LBP (lipopolysaccharide-binding protein) is a glycoprotein with a relative molecular weight of 60000. Its protein structure is a single-chain polypeptide with a relative molecular weight of 5000. It undergoes a glycosylation reaction in the Golgi body and secretes into the blood after maturity to become a glycoprotein. LBP is not heat-resistant, and its activity is usually stable at 50 ℃, and about 50% of its activity is lost between 53 and 56 ℃. When mouse serum or mouse pure LBP was heated to 59 ℃, the activity was completely lost. Human plasma is sensitive to heat. The most common method of inactivating complement (56 ℃, 30 min) can lead to a 70% loss of biological activity of LBP.

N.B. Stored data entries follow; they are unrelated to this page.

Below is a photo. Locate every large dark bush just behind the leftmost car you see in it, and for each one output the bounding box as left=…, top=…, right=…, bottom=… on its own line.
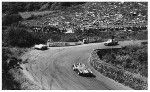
left=6, top=27, right=42, bottom=47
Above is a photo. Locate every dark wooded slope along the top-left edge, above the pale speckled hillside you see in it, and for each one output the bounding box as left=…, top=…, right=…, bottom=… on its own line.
left=2, top=2, right=84, bottom=14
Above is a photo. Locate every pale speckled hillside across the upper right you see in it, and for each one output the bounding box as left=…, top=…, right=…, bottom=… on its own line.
left=22, top=2, right=148, bottom=29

At present, it has been clarified that the amino acid sequence of human LBP protein is a mature protein polypeptide chain composed of a signal sequence peptide with 25 amino acid residues and 452 amino acid residues. There are four cysteines and five glycosylation binding sites on the polypeptide chain, which are located at the 275~277, 325~327, 330~332361~363, and 369~371 sites of the polypeptide chain respectively. The protein structure of rabbit LBP is very similar to that of humans. It is also composed of a hydrophobic polypeptide chain composed of 26 amino acid residues and a protein polypeptide chain composed of 456 amino acid residues. Its amino acid sequence is highly homologous with that of humans, with 69% of the same amino acid sequence; The nucleotide sequence is 78% consistent, but only contains 2 cysteines and 3 glycosylation binding sites, which are located at 275~277, 325~327, and 361~363 sites respectively. The chemical spatial conformation of LBP is still unclear, which may be similar to BPI (bactericidal/permeability-enhancing protein).